I am looking for an associative collection that supports both retrieval and insertion of values by key (deletion not important) in at least O(Log(N)) time, and that has a very low memory overhead both in terms of code size and run-time memory consumption.
I am doing this for a small embedded application written in C, so I am trying to minimize the amount of code required, and the amount of memory consumed.
The Google sparse hash data structure would be a possibility if it wasn’t written in C++, and was simpler.
Most hash table implementations that I am aware of use a fair amount of extra space, requiring at least twice as much space as the total number of key-values, or else requiring extra pointers per entry (e.g. bucket chaining hash algorithms). In my structure, key value pairs are just two pointers.
Currently I am using an array of key/value pairs which is sorted, but the insertion is O(N). I can’t help but think there must be a clever way to improve the amortized running time of insertion, for example by doing the insertions in groups, but I am not having any success.

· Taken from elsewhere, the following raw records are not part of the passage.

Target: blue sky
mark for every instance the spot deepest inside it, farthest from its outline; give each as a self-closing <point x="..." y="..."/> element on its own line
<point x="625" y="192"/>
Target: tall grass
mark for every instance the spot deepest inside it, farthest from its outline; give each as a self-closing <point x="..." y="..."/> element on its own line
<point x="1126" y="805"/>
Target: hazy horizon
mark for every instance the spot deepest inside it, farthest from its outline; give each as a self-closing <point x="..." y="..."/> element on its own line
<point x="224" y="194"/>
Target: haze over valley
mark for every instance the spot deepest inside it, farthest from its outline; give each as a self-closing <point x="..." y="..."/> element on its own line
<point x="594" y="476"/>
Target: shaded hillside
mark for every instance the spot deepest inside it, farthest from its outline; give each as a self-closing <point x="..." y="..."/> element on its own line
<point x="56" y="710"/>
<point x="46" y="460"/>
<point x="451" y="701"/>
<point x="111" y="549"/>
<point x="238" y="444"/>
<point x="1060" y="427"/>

I think that this must be a relatively well-known problem in certain circles, so to make this not too subjective, I’m wondering what the most common solution to the problem stated above is?
[EDIT:]
Some additional information that could be relevant:
- Keys are integers
- Number of values could be tiny anywhere from 1 to 2^32.

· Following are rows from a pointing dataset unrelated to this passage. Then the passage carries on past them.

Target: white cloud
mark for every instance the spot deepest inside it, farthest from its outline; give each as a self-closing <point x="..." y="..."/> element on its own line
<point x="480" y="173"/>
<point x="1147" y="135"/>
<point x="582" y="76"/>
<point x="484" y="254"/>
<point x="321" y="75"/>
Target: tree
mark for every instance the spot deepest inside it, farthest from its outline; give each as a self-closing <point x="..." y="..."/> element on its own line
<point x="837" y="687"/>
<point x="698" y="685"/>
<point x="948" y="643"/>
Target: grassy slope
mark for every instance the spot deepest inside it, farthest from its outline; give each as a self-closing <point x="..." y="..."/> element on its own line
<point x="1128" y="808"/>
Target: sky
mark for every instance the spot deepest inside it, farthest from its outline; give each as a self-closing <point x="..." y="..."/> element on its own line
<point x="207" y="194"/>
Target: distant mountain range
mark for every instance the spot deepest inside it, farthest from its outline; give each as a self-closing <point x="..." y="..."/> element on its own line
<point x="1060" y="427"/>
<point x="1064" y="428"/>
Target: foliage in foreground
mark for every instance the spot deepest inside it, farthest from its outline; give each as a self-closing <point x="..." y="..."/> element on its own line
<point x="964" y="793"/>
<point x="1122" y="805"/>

- Usage patterns are unpredicatable.
- I am hoping to keep memory consumption as low as possible (e.g. doubling the size of memory required, would not be ideal)

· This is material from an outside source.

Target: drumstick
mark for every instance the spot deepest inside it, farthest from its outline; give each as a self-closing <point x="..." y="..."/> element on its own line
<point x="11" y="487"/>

You could use a hash table that doesn’t use chaining, such as a linear probing or cuckoo hashing scheme. The backing implementation is just an array, and with a load factor of around 0.5, the overhead won’t be too bad, and the implementation complexity (at least for linear or quadratic probing) isn’t too much.
If you want a good implementation of a binary search tree that has excellent guarantees on performance and isn’t too hard to code up, consider looking into splay trees. They guarantee amortized O(lg n) lookups, and require just two pointers per node. The balance step is also substantially easier than most balanced BSTs.